"Granning's idea," said young Garnett. "Carries off the fumes. This room was a hell before. Now it's clean and safe as a garden. Here's a machine the Governor's just installed—does the work of six women. Isn't it a beauty?"

Bojo looked beyond it to the clustered groups of women by long counters piled with steel parts, working rapidly at slow, intricate processes of assembling.

"I suppose you'll get a machine some day to do all that too," he said.

"Sure. Wherever you see more than two at a job there's something to be done. Look here." They stood by a couple of swarthy Polack women, who were placing tiny plugs in grooves on round surfaces to be covered and fastened with ball-bearing casters. "Looks pretty tough proposition to get out of those fingers. We've worked two years at it, but we'll get them yet. It's the slug shape that makes it hard; the simple ball-bearings were a cinch. Here's how we worked that out."

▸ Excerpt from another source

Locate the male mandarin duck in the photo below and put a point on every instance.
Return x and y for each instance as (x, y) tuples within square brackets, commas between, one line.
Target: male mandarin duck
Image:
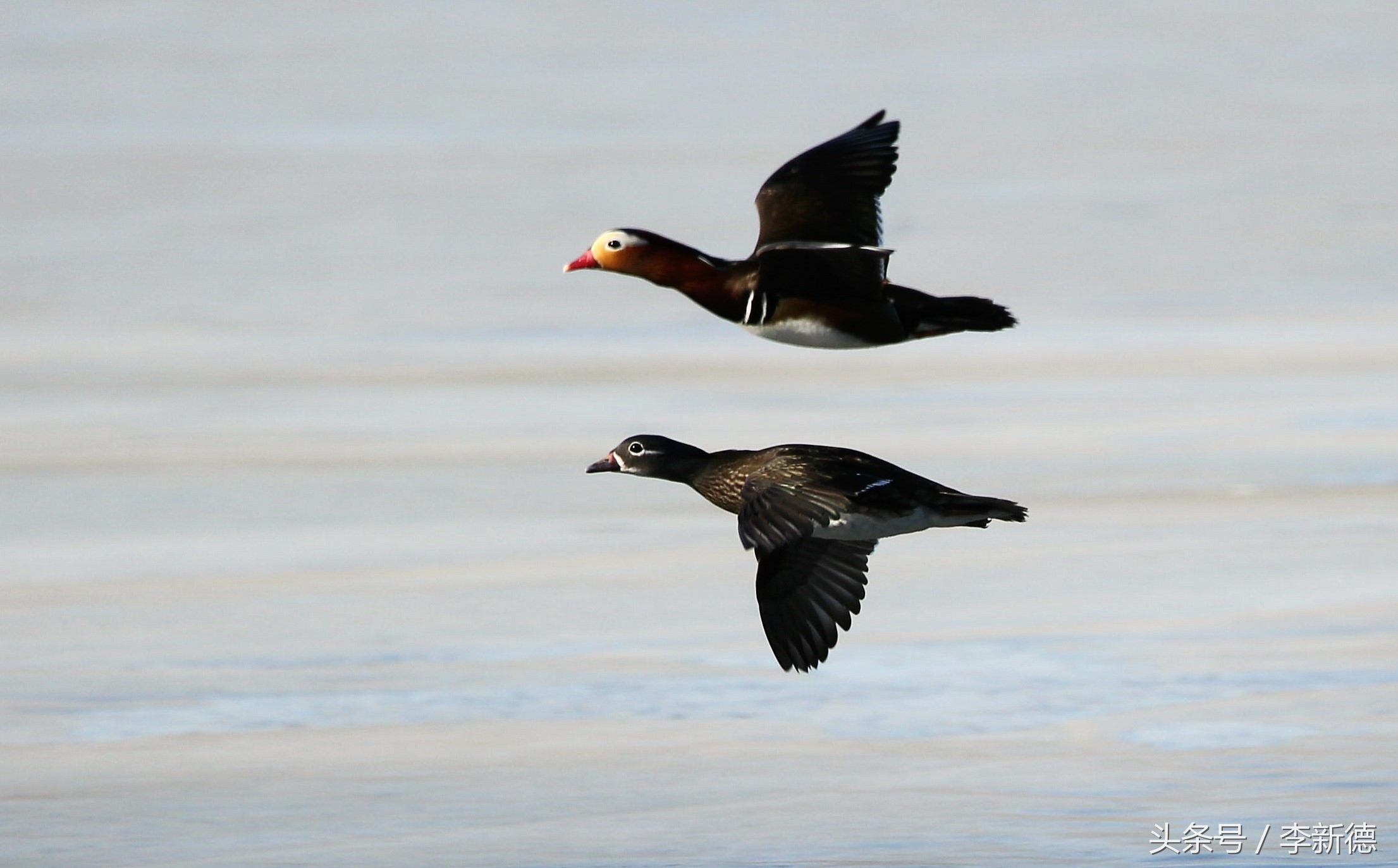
[(814, 515), (817, 277)]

A machine was under Bojo's eyes that caught the open roller and plunged it into a circular arena, where from six converging gates steel balls were released and fell instantly into place, a fraction of a second before the upper cover, descending, was fixed and hammered down.

"One hundred and fifty a minute against thirty to forty, and two operations made into one."

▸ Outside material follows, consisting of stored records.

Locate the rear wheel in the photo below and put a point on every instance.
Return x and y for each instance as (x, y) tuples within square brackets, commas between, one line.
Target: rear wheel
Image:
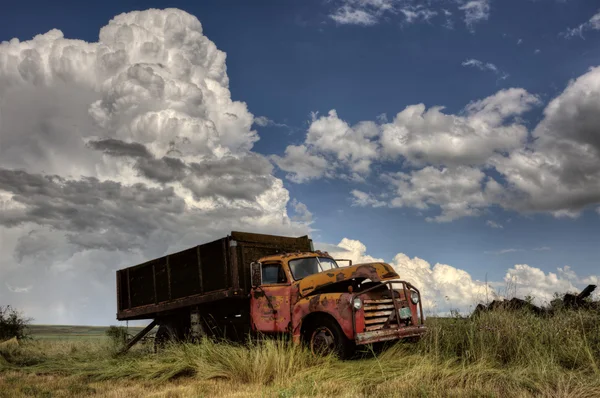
[(168, 332), (325, 337)]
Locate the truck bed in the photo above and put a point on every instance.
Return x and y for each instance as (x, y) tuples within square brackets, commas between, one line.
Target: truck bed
[(205, 273)]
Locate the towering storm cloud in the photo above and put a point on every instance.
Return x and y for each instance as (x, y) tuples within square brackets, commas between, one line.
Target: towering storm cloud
[(117, 151)]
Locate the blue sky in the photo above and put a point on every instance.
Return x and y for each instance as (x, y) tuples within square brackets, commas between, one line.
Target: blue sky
[(288, 59)]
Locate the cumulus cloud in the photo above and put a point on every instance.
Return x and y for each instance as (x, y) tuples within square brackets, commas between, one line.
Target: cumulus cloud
[(485, 66), (482, 156), (264, 121), (301, 212), (363, 199), (301, 165), (428, 136), (445, 287), (117, 151), (457, 192), (560, 171), (493, 224), (371, 12), (331, 143), (476, 11), (592, 24)]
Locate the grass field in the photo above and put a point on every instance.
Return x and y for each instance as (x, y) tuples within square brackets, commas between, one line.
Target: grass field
[(67, 332), (499, 354)]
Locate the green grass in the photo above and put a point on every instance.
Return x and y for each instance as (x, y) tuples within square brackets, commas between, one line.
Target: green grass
[(68, 332), (499, 354)]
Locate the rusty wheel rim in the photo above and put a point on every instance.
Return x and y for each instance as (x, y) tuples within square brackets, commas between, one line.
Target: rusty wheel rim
[(322, 341)]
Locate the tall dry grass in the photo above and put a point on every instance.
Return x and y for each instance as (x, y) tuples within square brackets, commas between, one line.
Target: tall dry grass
[(497, 354)]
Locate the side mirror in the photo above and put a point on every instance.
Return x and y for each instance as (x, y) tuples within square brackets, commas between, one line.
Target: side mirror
[(256, 274), (342, 259)]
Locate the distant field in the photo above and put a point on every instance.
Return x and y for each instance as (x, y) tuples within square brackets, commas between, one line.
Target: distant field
[(69, 332), (496, 354)]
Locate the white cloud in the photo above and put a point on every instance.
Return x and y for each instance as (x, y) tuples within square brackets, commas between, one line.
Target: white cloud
[(503, 251), (18, 289), (592, 24), (301, 165), (457, 191), (301, 212), (493, 224), (476, 11), (560, 171), (444, 287), (118, 151), (371, 12), (264, 121), (485, 66), (346, 15), (363, 199), (431, 137), (417, 13), (351, 145), (331, 144)]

"But you can't do the same thing with an irregular slug," said Bojo, amazed.

"There's a way somehow," said Garnett, smiling at the tribute of his astonishment. "If you want to see what a machine can do, look at this, the pride of the shop."

"Who's watching it?" said Bojo, surprised to see no one in attendance.

"Not a soul. It's a wise old machine. All we do is to fill up the hamper once an hour, and it goes ahead, feeds itself, juggles a bit, hammers on a head, and fills up its can, two hundred a minute."